Ela. With reading foolish Books, Lucian’s Dialogue of the Lofty Traveller, who flew up to the Moon, and thence to Heaven; an heroick Business, call’d The Man in the Moon, if you’ll believe a Spaniard, who was carried thither, upon an Engine drawn by wild Geese; with another Philosophical Piece, A Discourse of the World in the Moon; with a thousand other ridiculous Volumes, too hard to name.

Scar. Ay, this reading of Books is a pernicious thing. I was like to have run mad once, reading Sir John Mandevil;—but to the business,—I went, as you know, to Don Cinthio’s Lodgings, where I found him with his dear Friend Charmante, laying their Heads together for a Farce.

Ela. Farce!

Scar. Ay, a Farce, which shall be call’d,—The World in the Moon: Wherein your Father shall be so impos’d on, as shall bring matters most magnificently about.
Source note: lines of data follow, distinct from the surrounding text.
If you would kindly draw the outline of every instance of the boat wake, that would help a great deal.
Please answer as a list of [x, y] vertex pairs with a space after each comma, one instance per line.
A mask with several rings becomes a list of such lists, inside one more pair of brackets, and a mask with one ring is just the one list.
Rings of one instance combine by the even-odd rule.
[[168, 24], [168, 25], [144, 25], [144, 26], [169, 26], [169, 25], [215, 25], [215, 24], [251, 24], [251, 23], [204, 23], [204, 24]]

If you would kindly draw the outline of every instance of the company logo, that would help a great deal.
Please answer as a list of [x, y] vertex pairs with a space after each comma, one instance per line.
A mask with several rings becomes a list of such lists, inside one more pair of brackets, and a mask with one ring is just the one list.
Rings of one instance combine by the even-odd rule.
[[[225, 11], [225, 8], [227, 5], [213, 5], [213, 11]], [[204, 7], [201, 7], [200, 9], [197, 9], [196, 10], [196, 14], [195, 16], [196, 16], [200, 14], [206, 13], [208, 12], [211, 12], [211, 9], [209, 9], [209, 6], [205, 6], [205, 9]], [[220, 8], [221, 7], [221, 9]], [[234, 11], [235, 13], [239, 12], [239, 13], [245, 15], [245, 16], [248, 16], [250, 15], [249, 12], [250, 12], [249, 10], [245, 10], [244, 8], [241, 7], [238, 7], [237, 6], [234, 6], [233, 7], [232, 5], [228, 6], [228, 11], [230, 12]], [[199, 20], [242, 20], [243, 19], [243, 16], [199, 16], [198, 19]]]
Ela. I cannot conceive thee, but the Design must be good, since Cinthio and Charmante own it.

Scar. In order to this, Charmante is dressing himself like one of the Caballists of the Rosycrusian Order, and is coming to prepare my credulous Master for the greater Imposition. I have his Trinkets here to play upon him, which shall be ready.

Ela. But the Farce, where is it to be acted?